Fiscalité écologique : "Le rapprochement des taxes diesel et essence ne va pas assez loin"
L'eurodéputé écologiste Yannick Jadot juge insuffisantes les propositions que le président du Comité pour la fiscalité écologique doit présenter jeudi.
Instaurer dès 2014 une taxe carbone progressive d'ici à 2020, faire converger les prix du diesel et de l'essence. Telles sont les grandes lignes que l'économiste Christian de Perthuis devrait faire adopter, jeudi 13 juin, par le Comité pour la fiscalité écologique (CFE) qu'il préside. Membre de ce comité chargé de soumettre des propositions au gouvernement, l'eurodéputé écologiste Yannick Jadot réagit pour francetv info aux mesures évoquées.

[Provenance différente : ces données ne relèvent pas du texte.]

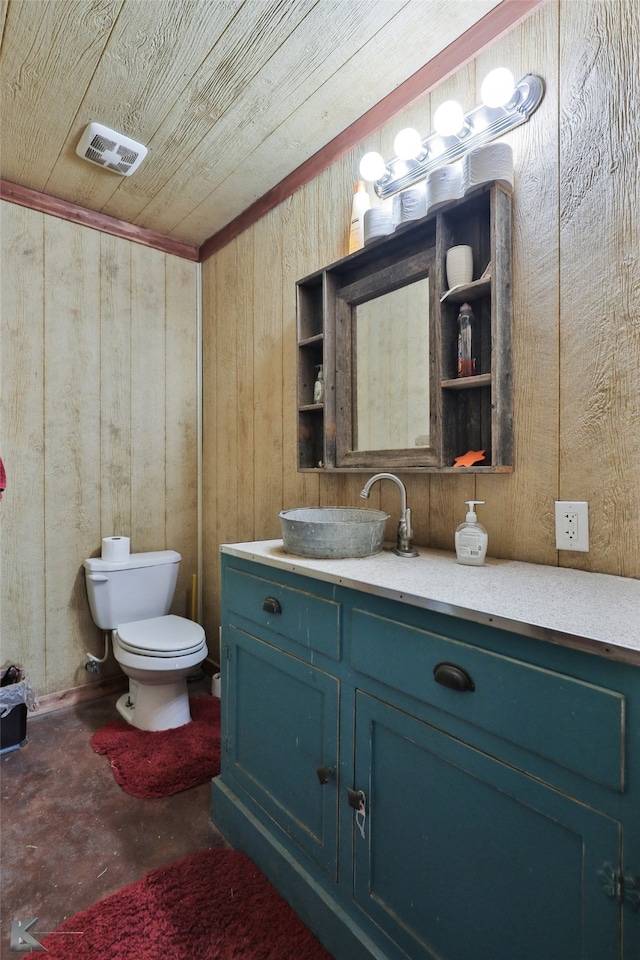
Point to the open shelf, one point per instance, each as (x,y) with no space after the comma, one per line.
(465,413)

Francetv info : Christian de Perthuis propose de rapprocher le prix du gazole de celui de l'essence. Cela va-t-il dans le bon sens ?
Yannick Jadot : Le rapprochement des fiscalités diesel et essence ne va pas assez loin puisque, selon cette proposition, il restera en 2020 encore 12 centimes d'écart [contre 18 actuellement]. Or, le diesel fait autour de 16 000 morts par an, soit quatre fois plus que les accidents de la route. Le diesel, c'est un enjeu sanitaire majeur. C'est un piège pour les automobilistes, parce que les trois quarts d'entre eux n'amortissent pas le surcoût à l'achat d'un véhicule diesel. C'est un piège pour l'industrie automobile car cela génère d'importants problèmes de compétitivité sur les marchés internationaux. C'est aussi un coût pour la collectivité : l'avantage fiscal du diesel représente 7 milliards d'euros.

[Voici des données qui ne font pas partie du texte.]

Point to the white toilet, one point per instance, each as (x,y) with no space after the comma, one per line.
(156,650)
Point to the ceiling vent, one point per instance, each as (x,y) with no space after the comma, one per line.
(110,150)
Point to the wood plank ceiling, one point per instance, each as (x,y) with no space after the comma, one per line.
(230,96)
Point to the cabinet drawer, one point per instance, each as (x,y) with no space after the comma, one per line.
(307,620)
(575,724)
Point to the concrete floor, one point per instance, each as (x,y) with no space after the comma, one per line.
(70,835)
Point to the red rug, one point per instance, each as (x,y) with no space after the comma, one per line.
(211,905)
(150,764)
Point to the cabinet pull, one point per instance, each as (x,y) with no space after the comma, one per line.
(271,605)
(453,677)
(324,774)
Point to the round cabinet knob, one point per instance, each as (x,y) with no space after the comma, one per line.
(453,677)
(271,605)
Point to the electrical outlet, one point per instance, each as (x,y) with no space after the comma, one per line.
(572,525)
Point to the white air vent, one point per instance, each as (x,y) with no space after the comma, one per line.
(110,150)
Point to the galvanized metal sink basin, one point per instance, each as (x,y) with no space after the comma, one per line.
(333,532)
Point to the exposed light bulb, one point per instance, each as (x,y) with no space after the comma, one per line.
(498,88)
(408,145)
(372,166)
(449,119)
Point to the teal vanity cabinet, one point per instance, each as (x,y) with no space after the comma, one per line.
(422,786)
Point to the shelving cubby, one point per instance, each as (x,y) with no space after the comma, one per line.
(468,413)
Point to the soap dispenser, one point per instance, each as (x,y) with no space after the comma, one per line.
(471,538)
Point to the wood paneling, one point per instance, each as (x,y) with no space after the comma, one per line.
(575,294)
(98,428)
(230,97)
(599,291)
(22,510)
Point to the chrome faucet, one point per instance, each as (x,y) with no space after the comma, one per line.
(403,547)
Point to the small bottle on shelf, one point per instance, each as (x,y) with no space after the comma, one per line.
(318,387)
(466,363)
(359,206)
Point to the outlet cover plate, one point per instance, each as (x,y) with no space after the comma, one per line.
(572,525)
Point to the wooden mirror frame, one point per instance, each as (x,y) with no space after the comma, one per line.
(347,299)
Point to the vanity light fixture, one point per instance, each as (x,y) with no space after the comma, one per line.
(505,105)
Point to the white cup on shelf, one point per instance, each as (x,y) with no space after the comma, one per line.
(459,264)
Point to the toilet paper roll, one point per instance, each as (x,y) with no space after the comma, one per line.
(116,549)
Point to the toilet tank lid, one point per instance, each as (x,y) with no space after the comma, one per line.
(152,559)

S'attaquer au diesel risque de ne pas faire les affaires de PSA Peugeot-Citroën, qui a beaucoup misé sur cette technologie…
PSA coule à cause du diesel. Le débat est parfois extraordinaire : on a une économie qui se désindustrialise, on a des constructeurs automobiles, notamment PSA, qui sont complètement à la ramasse, et on nous dit : "Attention, il ne faut pas changer le contexte parce qu'ils vont mal." Le problème, c'est qu'on nous dit ça en permanence, et qu'au final ça va de plus en plus mal.

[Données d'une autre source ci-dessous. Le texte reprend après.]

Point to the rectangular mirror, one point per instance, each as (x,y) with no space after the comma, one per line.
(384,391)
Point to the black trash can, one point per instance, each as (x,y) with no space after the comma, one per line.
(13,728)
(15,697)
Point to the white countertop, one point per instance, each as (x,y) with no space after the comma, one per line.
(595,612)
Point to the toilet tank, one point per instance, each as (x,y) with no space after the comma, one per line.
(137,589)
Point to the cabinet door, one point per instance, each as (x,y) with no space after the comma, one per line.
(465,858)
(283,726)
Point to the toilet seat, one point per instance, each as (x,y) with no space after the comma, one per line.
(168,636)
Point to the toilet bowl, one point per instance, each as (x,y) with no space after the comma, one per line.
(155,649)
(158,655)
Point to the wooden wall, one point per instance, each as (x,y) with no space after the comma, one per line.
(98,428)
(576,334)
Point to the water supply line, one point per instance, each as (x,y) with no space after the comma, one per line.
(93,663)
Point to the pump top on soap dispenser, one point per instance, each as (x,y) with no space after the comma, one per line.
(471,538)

L'enjeu pour les constructeurs, c'est de se remettre sur les secteurs essence (y compris hybrides essence et électriques) et de produire des moteurs sobres : c'est comme ça qu'on fera travailler les sous-traitants et qu'on allégera la facture des ménages. Parce qu'un véhicule sobre non seulement pollue moins, mais consomme beaucoup moins.
Christian de Perthuis se prononce pour l'instauration d'une fiscalité écologique en France dès 2014. Etes-vous satisfait ?
Le mécanisme est intéressant, mais les taux proposés sont très insuffisants et manquent d'ambition. Pour 2014, on parle d'une fiscalité carbone de 7 euros la tonne de CO2 : c'est moins du quart du prix proposé par le comité Rocard il y a quatre ans [32 euros] et moins de la moitié de ce que proposait le président Sarkozy [17 euros]. On est très en dessous du signal qu'il faudrait envoyer pour inciter les entreprises et les ménages à la sobriété énergétique et à la sobriété carbone.
Cette feuille de route prévoit tout de même d'arriver à 20 euros par tonne en 2020…
Là, aussi, c'est bien trop insuffisant. Sur un litre de carburant, cela représente 5,3 centimes de plus pour le gazole et 4,6 centimes pour l'essence. Par rapport aux variations de prix, ce n'est pas significatif ! Il faudrait au moins, à partir de 2014, rajouter 5 euros par tonne et par an pour parvenir à protéger l'environnement et permettre les investissements nécessaires.
Par ailleurs, la volonté des écologistes, mais aussi de l'Assemblée nationale à travers la résolution votée le 4 juin, était d'aller vers une contribution climat énergie qui incite à la sobriété sur l'ensemble des énergies, et pas seulement sur les énergies carbonées (par exemple sur l'électricité). Cela manque cruellement dans la proposition de Christian de Perthuis.
Pensez-vous, comme Noël Mamère, que les écologistes devraient quitter le gouvernement si la fiscalité écologique ne voit pas le jour en 2014 ?
C'est très clair pour nous : il faut que la fiscalité écologique soit engagée en 2014. Le cas contraire poserait un très gros problème. A la fin de l'année 2013, lorsqu'on sera plus au clair sur les intentions du gouvernement pour 2014, nous évaluerons le sens de notre participation à l'exécutif. La fiscalité écologique et la transition énergétique seront nos deux principaux éléments d'appréciation.
Si le gouvernement reprend à son compte la proposition du Comité pour la fiscalité écologique, soutiendrez-vous ce texte ?
Pour l'instant, ce n'est que la proposition du président, pas la proposition du comité. Jeudi, au sein du comité, il va y avoir un débat, qui devrait être vif, et potentiellement un vote. Pour nous, en l'état, il est difficile d'approuver ce texte.